Thursday, September 2, 2021

Bike Overnight Aboard the Dahon Boardwalk


Loading up the Dahon Boardwalk for an overnight bike camping trip has been on my radar for a while now. With an upcoming vacation, it was one of my goals to access the viability of traveling by folding bike. 

The primary factors to figure out were baggage space and and bike handling. Could I carry enough gear to be comfortable plus ride without the added weight affecting steering?

I allowed two hours to pack my bike, loading the front purple bag several times, shifting straps, but eventually the solution was to add lightweight bulky items inside, tent poles and stakes in the rear sleeve, plus strapping the ground sheet on the exterior. I looped an extra webbed strap over the handlebars for extra support because all the weight is suspended from the handle bars. I'm happy that I had the foresight to add daisy chain webbing to the bag during construction as it allows maximum versatility. With the remaining portion of the tent compressed, it fit nicely behind the seatpost, snugged against the rack and attached with only one strap. I used a favorite short, lightweight duffel bag for most clothing and a sleeping quilt (more on that later), and stuffed the panniers with stove, pots, and remaining items wedged inside the panniers.

My husband and I set out from home - he, carrying his own gear - and crossed the causeway via the bike ferry, and cruised for the mostly flat 13 mile ride to Grand Isle State Park, a place I've camped at a few times. I was pleasantly surprised at how well the bike handled the weight. The front system didn't sway; the tent stayed in place and my legs cleared it fine. Obviously, the bike was slower, so riding in lower gears meant the bike handled like a touring machine!

We arrived at the campground without mishap, set up our tents, awkwardly as it turned out because the ground was basically all gravel. My husband used rocks to secure most of his free-standing tent while mine needed staking. Fortunately, I had brought new aluminum pegs that worked well enough, pounded with a rock. Next time, we'll ask for a grassy site!

We cooked dinner using both stoves. I had initial trouble with mine, a 25 year old Coleman screw onto gas cannister model, because it was in pieces, literally, when I collected gear the day before. But my son and I were able to put it back together, but didn't try it until camping the following day. With the second stove as backup, my Coleman functioned fine and we used both stoves for two meals.

It was a warm and humid evening, never dipping below 60F, so it wasn't an ideal climate to try a new sleeping arrangement, but my new Cosmic Quilt and repurposing a sleeping bag liner as a sheet, should be a better system for colder weather going forward. As it turns out, by trying to save weight with a super lightweight down bag which then was eventually supplemented with a liner, essentially a sack with drawstring opening, that in turn wasn't appropriate for my particular needs. I would often frantically throw off the covers to cool off and/or struggle to extract myself from the liner. The things we learn! The Cosmic Quilt was an inexpensive solution.
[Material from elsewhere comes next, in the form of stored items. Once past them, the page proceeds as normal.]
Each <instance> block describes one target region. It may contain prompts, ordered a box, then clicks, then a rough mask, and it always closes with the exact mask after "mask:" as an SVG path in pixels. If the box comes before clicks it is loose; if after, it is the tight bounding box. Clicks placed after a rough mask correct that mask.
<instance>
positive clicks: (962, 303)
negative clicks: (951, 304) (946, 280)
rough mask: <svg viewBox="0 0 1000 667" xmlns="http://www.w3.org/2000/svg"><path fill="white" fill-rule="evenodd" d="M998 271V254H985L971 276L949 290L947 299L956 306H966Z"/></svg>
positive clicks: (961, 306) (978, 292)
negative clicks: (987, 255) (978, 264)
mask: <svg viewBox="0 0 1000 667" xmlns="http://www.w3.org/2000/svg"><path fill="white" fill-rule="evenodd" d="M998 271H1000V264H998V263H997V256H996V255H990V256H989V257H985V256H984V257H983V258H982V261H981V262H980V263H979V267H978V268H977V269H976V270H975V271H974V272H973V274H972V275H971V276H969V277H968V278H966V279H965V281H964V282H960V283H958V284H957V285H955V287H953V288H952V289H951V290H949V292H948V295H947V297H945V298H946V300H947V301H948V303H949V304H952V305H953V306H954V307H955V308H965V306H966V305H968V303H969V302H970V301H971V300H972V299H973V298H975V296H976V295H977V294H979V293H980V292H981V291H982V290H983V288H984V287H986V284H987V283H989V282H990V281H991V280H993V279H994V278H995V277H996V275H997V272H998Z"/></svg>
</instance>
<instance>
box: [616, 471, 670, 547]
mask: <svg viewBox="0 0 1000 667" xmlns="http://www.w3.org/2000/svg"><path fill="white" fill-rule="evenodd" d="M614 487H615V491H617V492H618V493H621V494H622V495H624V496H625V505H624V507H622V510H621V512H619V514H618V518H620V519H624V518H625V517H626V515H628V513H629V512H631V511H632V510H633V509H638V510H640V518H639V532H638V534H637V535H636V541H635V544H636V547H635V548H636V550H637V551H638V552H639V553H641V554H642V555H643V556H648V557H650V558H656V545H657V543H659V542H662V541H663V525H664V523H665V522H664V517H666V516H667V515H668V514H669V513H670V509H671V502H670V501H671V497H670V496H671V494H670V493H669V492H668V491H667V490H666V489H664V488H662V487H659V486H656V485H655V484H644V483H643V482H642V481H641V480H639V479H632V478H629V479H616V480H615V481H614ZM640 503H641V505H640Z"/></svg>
It is synthetic and thicker, rated to colder temperatures, compressible, has a toe box to keep my feet warmer, and secures in place beneath my blow up mattress with adjustable and removable cords. I was able to toss and turn all night without the bag or liner sheet moving - a sleeping revelation! The quilt can also function, more or less, like a sleeping bag (because of the toe box) but, of course, without a zipper. This system should provide more warmth and versatility on future trips.

It rained early the next morning so I was thankful to have covered my front handle bar bag and panniers. But I began to think about rain and camping/traveling on a folding bike. How would I keep gear dry when traveling? The front bag, especially with external attachments and pockets, would be a challenge to cover. And the small panniers? What would I do, short of taking up internal space by stuffing items inside a plastic bag? The more I thought about it, the more I came to the conclusion that a multiday camping journey, which may include inclement weather and the need to carry extra clothing, was not suitable on a folding bike with my particular set up. 

My September vacation, which now includes my husband (yay!), and the real probability of riding dirt roads to avoid the more heavily traveled routes, means I'll be taking my Clementine. But I have proven it's possible to bike tour on the Dahon Boardwalk. My specialized baggage might be better utilized for carrying extra clothing and if staying indoors, and if needed, would have the opportunity to dry out. So many possibilities for future adventures!

We arrived home safely and thankfully avoided a rain shower - a successful adventure.